Looks like: Waxy pink or orange scales on the scalp. They can be mild or can grow so thick it looks like your baby's wearing a cap. Cradle cap generally shows up in the first month or two but can pop up anytime within your baby's first two years.
What's going on: This is a form of seborrheic dermatitis, which is also responsible for dandruff in adolescents and adults. "The most common cause is a yeast that grows on everybody's skin but prefers to live in greasy areas like the scalp," says Dr. Siegfried. Babies are prone to cradle cap because Mom's hormones that are still circulating through their body send oil-producing glands into overdrive.
How to help: For mild cases, just use a gentle shampoo to wash your baby's hair. You can also try massaging mineral or olive oil into the scalp and then washing it out. It's okay to next use a soft-bristled brush or your fingertips to brush out flakes, but be gentle. "The more trauma you inflict to skin, the more likely the scales are to reappear," cautions Dr. Siegfried. For a severe case of cradle cap, your pediatrician may recommend that you use a medicated anti-dandruff shampoo.
Cradle cap may look kind of funny, but it's not dangerous. "Transient things like little red spots, bumps, and scaly areas probably happen on other organs too -- who knows? But we don't have fancy names for them because we can't see them," says Dr. Siegfried. "If your child is growing and seems comfortable and happy, you don't have to worry so much."
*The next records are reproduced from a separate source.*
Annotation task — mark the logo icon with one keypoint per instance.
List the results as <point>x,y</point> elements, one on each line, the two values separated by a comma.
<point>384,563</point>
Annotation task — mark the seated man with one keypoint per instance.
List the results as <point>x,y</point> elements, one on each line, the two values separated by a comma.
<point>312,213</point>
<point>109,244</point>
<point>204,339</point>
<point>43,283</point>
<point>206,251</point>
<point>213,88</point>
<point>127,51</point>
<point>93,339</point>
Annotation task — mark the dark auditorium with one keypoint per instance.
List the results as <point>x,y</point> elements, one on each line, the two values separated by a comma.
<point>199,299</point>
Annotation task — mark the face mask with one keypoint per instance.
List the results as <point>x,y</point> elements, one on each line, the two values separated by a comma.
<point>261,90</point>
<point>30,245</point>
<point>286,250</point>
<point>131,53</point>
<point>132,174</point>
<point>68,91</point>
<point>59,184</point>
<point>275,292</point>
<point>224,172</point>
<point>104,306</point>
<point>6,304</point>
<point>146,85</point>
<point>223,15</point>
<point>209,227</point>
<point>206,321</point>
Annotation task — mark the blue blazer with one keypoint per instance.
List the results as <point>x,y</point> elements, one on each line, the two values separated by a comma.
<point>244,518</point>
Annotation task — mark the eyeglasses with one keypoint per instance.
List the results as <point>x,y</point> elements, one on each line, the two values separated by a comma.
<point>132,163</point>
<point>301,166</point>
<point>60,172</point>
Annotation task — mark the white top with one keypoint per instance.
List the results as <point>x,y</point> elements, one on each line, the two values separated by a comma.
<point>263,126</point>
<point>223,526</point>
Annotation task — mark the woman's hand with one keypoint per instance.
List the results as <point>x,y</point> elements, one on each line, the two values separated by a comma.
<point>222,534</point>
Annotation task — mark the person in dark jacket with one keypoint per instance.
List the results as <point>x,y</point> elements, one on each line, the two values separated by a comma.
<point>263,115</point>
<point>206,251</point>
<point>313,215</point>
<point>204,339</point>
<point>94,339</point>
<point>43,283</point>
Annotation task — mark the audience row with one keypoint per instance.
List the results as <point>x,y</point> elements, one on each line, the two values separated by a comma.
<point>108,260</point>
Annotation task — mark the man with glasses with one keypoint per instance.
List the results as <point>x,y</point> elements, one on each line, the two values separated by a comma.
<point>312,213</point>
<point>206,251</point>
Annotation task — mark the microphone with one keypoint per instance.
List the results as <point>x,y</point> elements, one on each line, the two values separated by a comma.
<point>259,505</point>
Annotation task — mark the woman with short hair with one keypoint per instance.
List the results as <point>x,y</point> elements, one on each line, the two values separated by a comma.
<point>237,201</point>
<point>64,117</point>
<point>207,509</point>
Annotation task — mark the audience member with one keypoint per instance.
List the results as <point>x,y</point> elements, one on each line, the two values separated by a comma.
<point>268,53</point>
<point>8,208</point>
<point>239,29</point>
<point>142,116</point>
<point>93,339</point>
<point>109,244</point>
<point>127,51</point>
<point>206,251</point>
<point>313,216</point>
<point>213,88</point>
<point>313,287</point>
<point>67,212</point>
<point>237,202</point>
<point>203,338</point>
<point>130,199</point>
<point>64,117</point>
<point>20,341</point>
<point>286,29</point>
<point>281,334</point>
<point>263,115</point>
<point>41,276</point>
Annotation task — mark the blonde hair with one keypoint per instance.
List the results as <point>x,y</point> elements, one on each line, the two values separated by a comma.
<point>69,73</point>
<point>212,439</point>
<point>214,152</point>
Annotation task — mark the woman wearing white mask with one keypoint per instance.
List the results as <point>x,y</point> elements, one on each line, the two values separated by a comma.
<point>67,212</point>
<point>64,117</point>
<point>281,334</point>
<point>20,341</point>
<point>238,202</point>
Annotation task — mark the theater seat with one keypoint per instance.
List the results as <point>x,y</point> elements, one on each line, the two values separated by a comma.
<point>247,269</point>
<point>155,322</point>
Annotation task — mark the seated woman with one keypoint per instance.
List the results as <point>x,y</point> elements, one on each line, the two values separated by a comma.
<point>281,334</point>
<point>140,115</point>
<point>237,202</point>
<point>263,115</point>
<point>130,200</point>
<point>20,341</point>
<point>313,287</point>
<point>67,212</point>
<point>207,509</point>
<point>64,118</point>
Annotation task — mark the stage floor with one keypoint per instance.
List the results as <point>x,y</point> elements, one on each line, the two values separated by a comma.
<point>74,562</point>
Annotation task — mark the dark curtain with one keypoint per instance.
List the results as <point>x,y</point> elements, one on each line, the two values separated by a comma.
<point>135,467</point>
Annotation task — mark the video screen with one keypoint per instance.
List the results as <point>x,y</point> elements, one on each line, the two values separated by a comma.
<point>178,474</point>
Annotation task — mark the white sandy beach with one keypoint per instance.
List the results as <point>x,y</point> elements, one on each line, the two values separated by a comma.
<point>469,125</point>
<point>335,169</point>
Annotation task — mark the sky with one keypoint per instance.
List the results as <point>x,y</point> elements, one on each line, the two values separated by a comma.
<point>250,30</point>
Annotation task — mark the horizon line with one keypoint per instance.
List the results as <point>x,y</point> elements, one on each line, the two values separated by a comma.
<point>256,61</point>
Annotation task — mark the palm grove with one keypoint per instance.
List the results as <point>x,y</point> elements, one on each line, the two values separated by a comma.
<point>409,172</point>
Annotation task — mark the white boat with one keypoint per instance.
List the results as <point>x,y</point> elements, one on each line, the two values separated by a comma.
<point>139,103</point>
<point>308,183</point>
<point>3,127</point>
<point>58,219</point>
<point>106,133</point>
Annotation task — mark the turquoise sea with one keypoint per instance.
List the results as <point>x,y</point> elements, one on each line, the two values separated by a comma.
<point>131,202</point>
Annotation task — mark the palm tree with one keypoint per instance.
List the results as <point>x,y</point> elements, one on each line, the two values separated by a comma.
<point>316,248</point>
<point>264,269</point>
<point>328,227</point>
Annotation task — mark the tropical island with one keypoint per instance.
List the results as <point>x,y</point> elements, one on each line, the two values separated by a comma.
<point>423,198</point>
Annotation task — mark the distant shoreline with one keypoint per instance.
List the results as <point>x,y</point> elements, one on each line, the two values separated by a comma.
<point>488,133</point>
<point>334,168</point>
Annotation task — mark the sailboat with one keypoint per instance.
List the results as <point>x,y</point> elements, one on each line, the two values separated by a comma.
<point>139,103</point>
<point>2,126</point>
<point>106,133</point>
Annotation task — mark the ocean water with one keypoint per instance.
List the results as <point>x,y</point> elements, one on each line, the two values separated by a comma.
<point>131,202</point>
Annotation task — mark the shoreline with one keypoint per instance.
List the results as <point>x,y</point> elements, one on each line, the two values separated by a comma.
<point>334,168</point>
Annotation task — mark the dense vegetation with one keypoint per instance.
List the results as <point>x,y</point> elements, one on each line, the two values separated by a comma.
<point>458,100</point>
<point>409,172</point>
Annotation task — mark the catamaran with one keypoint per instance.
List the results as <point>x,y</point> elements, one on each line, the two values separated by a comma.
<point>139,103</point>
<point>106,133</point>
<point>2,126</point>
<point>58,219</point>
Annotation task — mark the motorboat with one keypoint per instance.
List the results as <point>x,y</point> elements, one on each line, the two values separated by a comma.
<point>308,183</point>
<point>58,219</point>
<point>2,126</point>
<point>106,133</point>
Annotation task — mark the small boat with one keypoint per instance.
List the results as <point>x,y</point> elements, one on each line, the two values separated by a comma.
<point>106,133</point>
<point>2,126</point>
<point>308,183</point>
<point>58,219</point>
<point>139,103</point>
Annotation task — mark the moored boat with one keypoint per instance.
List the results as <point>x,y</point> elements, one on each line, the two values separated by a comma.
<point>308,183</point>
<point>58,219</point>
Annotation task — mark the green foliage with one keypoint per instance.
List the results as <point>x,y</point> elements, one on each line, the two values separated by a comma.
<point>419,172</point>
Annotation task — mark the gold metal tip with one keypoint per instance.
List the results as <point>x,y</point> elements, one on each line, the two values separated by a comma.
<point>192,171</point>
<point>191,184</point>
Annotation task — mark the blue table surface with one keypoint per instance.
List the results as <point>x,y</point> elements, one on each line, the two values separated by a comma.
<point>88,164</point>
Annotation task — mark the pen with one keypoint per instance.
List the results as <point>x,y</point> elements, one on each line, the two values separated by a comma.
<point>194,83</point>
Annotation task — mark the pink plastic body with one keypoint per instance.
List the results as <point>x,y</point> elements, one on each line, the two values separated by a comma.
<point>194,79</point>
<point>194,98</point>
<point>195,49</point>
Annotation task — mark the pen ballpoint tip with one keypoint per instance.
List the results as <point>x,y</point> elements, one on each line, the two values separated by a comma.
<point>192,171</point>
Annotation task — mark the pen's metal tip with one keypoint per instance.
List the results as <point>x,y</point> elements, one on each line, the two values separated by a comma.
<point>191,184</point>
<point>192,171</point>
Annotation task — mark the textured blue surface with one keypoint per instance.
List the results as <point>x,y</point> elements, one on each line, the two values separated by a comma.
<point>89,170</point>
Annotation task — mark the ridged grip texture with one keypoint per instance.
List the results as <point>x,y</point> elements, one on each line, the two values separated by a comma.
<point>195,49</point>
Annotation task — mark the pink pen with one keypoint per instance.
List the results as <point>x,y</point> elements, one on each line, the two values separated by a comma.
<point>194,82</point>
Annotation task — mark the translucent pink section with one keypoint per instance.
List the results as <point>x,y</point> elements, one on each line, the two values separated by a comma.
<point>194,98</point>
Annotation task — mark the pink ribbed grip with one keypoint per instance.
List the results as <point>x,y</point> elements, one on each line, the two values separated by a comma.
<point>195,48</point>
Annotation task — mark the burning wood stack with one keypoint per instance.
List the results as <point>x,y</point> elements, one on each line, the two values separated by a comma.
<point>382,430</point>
What's going on: A white, cheesy coating that shields your newborn in utero from the drying effects of amniotic fluid.
How to help: At birth, a nurse will wipe off the vernix. The skin underneath may peel a little; this is normal and will last for about two weeks after birth.
Blue Fingers and Toes
What's going on: A newborn's immature nervous system makes her sensitive to cool or even normal temperatures.
How to help: The condition usually lasts for a few days after birth; the color should disappear when you move your baby to a warmer room or wrap an extra blanket around her. If it persists, appears elsewhere on the body, or is accompanied by breathing troubles, she may not be getting enough oxygen. Call your pediatrician at once.
What's going on: Yellow skin in newborns. It occurs when a baby's immature liver can't process bilirubin (which is produced when red blood cells break down).
How to help: Mild cases go away on their own. However, if your infant's jaundice hasn't disappeared within ten days, he may need special light treatment to eliminate the bilirubin. Doctors often detect jaundice in the hospital, but it can crop up after you've returned home, so keep an eye out for the telltale yellowish hue.
What's going on: Tiny red bumps that erupt when underdeveloped sweat glands become blocked. Prickly heat occurs mostly in warm weather and during the first three months of life.
How to help: Keep your baby as cool and dry as possible. Don't apply powder to the affected area; it will only trap sweat and make the condition worse.